Facendo poi un passo indietro, verso annate via via più lontane, abbiamo affrontato percorsi estremamente interessanti.

Citari (Sorgente Lugana Doc 2020) – (annata fredda) di un verdolino carico, con frutta esotica, acido e croccante, nordico quasi “rieslingheggiante”
Azienda Agricola Bosco (Lugana Doc 2020) – (annata fredda) sapore delicato con una leggera acidità, sapido dal colore giallo paglierino con lievi riflessi verdi
Olivini (Demesse Vecchie Lugana Doc 2018) – (annata fredda e piovosa) note di pietra focaia e di combustione, ma sempre con uno sfondo di agrumi verdi
Corte Sermana (Sermana Lugana Riserva Doc 2017) – (annata calda, quasi tropicale) un leggero passaggio in legno conferisce spunti di mandorla, note fenoliche e leggermente tanniche (un bianco che canta il Blues, come dice Daniele Cernilli)

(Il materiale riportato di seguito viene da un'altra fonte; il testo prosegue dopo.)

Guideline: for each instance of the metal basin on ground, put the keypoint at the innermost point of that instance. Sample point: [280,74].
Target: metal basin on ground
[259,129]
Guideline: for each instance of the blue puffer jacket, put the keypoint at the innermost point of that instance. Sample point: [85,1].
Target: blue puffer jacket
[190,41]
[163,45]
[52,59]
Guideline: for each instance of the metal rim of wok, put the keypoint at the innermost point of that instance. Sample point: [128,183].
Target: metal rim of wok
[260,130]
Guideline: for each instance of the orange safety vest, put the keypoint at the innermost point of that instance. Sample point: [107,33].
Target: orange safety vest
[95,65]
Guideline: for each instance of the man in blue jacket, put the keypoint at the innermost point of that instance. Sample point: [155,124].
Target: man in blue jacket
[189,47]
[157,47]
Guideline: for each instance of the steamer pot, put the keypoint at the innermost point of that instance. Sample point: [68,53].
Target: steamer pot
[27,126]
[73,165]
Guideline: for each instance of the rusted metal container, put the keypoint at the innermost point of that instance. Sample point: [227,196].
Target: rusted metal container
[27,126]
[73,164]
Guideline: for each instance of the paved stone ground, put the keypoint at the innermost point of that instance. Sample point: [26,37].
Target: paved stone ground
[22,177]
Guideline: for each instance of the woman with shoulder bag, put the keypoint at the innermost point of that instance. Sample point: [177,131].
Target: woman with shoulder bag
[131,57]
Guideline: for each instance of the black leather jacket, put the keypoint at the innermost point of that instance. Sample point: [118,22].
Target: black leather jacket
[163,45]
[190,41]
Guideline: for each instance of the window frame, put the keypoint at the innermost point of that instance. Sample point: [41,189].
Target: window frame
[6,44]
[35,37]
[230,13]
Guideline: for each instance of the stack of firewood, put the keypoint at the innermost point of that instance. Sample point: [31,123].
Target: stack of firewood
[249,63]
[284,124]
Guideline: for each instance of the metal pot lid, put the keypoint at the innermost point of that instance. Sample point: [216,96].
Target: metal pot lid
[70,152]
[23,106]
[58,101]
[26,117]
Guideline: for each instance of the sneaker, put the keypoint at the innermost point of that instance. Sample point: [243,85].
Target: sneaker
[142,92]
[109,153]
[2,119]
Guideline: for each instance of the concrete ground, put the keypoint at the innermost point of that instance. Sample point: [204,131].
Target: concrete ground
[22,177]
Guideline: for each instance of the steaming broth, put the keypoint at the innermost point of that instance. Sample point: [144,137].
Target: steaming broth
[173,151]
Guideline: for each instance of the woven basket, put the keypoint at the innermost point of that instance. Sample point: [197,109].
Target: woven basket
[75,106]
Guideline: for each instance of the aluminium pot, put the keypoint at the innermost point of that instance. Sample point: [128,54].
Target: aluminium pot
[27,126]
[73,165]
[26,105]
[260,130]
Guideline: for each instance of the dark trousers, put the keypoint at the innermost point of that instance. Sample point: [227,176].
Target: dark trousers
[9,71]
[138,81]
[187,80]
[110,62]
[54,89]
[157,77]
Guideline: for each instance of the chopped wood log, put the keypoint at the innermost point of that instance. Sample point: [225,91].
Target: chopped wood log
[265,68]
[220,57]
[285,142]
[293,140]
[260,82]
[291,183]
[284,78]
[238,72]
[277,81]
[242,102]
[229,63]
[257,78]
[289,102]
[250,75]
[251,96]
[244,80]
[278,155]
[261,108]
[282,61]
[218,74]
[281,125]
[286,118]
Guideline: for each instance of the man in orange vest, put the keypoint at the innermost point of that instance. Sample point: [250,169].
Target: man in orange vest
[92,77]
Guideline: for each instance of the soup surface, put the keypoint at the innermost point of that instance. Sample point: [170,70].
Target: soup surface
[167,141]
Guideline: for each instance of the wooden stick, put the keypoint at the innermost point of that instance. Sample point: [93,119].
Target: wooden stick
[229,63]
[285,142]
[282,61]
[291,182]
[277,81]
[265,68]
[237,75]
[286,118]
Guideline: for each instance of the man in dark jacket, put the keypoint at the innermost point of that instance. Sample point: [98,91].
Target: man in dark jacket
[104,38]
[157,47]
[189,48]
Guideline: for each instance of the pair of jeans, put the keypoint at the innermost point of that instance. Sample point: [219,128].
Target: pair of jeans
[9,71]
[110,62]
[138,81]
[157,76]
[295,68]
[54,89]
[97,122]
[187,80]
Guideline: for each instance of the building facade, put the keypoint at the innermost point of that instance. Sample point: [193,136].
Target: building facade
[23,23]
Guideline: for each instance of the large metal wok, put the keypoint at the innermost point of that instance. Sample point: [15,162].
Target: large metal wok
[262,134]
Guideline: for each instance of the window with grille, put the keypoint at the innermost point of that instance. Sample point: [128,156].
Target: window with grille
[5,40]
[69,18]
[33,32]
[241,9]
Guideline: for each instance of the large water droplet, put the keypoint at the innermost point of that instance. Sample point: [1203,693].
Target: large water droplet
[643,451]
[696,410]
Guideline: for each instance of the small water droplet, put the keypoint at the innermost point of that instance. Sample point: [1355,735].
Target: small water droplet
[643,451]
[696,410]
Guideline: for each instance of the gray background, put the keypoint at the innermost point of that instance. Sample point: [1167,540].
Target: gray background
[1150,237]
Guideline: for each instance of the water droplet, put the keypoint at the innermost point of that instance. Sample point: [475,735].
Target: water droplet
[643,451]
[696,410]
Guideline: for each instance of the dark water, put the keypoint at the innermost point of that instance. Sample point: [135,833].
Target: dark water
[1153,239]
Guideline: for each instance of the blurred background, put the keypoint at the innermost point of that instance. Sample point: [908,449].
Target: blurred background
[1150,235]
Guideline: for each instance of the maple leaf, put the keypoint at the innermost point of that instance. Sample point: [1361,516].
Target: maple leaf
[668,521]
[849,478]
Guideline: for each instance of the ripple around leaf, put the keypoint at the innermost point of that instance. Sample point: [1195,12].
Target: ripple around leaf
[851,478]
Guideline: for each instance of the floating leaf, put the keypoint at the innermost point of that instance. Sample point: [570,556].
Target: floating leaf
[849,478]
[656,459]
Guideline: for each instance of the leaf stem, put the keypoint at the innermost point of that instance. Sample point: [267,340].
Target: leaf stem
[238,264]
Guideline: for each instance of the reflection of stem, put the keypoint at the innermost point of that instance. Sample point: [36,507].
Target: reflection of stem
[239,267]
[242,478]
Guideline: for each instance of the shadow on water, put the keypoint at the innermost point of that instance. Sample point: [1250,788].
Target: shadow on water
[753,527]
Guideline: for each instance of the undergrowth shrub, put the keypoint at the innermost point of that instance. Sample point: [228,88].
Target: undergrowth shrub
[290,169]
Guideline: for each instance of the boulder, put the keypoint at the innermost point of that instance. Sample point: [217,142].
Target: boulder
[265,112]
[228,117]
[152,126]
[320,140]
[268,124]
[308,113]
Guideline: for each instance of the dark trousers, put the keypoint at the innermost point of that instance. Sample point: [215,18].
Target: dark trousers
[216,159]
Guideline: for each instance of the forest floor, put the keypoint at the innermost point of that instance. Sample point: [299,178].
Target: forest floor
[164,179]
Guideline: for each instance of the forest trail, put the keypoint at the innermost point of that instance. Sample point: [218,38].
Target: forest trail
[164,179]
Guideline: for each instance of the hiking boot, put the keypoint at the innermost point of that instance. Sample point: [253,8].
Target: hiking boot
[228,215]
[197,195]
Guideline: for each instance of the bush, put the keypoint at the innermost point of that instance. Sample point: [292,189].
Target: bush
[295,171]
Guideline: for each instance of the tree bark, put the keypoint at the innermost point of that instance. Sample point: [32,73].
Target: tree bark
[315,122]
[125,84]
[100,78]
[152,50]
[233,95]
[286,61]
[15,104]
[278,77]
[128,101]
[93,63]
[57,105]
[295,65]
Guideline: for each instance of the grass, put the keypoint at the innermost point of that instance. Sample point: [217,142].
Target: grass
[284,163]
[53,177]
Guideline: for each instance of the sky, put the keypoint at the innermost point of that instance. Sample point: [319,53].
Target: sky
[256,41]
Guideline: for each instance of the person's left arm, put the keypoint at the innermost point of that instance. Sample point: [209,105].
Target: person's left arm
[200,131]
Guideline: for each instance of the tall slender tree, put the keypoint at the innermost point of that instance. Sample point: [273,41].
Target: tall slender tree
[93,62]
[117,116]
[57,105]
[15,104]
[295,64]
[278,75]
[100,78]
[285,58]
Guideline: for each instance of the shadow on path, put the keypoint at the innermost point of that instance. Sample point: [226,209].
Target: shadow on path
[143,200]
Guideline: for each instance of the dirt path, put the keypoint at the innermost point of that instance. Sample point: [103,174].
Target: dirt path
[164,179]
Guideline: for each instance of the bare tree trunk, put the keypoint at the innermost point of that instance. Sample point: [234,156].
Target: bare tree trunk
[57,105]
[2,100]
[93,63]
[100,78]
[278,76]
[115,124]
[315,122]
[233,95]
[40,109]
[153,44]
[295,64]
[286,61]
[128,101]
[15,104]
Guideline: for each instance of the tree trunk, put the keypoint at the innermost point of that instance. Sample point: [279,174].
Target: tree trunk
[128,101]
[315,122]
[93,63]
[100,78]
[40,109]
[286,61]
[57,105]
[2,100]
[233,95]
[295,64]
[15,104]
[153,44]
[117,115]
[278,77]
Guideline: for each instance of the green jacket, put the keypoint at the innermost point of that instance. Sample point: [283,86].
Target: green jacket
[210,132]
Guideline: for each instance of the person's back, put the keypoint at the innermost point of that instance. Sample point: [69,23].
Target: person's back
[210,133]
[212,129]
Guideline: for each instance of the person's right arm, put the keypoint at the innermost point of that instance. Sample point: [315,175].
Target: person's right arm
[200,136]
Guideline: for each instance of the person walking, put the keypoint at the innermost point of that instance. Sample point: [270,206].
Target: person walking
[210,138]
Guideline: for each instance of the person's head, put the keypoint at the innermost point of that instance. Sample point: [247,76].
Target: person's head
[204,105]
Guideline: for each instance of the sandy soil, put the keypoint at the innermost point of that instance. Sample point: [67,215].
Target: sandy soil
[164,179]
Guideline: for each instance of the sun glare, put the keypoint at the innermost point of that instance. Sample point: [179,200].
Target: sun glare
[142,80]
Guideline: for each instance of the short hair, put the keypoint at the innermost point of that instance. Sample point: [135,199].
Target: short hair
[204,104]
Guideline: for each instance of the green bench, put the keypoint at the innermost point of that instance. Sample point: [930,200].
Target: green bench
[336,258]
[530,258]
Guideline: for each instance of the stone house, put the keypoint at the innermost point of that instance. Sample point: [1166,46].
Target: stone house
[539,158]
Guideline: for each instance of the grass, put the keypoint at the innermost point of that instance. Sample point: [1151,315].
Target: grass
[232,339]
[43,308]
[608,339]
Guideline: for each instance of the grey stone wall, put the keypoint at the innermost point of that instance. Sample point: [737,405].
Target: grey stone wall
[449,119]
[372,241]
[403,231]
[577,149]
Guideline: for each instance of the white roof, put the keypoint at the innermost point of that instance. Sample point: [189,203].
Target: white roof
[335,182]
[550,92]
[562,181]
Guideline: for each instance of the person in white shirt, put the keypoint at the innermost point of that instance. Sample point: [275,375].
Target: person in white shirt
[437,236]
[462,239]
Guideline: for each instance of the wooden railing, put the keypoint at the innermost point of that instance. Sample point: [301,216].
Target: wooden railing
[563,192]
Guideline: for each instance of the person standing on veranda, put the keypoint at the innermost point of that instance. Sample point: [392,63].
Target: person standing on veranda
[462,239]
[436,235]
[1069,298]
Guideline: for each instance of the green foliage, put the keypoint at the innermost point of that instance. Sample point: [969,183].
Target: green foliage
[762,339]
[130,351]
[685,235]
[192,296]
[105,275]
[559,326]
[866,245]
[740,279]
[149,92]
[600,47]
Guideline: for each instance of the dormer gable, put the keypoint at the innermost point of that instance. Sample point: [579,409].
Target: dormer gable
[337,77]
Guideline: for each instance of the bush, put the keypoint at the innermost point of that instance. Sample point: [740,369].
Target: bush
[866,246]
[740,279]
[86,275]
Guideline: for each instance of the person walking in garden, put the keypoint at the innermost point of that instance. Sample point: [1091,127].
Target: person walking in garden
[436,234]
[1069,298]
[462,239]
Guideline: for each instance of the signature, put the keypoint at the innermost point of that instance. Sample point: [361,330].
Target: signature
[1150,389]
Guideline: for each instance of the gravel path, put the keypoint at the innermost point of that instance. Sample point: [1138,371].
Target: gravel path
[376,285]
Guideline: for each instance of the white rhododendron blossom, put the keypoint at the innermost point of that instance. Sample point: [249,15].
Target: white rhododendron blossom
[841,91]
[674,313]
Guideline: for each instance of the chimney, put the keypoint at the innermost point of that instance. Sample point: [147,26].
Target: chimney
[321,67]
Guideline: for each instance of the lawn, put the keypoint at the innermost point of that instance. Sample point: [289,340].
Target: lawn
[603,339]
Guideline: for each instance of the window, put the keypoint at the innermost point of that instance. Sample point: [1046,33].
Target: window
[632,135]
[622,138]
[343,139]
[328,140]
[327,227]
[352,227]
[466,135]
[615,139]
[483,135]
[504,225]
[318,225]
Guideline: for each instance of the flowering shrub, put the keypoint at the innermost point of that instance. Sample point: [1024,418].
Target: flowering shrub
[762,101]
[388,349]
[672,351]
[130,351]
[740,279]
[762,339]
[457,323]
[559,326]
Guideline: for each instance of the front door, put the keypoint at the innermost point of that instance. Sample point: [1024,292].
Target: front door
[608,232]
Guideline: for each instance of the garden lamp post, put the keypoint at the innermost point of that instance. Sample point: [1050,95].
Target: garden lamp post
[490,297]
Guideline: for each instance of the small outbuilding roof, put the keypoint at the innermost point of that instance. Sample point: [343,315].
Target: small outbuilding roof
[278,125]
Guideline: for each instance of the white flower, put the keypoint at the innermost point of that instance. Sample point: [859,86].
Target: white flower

Perla del Garda (Madre Perla Lugana Doc 2009) – (annata fresca e piovosa) dorato, porta al naso frutta esotica matura e cereali, sostenuto da grande acidità che regala ancora tanta freschezza
Tenuta Roveglia (Lugana Doc 2002) – (annata fredda e piovosa) vino ancora di grande acidità, con evidenti note agrumate e di cereali, accompagnate da sentori terziari, tanto da confermarlo espressione autentica del territorio
Tenuta Roveglia (Limne Lugana Doc 1996) – (annata fredda) agrumato e ricco di frutto, con sostenuta acidità e lievi note tanniche, al sorso risulta ancora persistente e caratteristico

Finisce così la serata romana di questo evento dedicato al Lago di Garda e ai suoi territori circostanti, alla storia di un grande vino italiano, identitario anche in tutte le sue specifiche tipologie: Lugana, Lugana Superiore, Lugana Riserva, Lugana Vendemmia Tardiva e Lugana Spumante.
Un grazie speciale a tutti i produttori che ci hanno permesso di conoscere, riscoprire o approfondire le qualità e le particolarità di questi vini veramente “Senza Tempo”.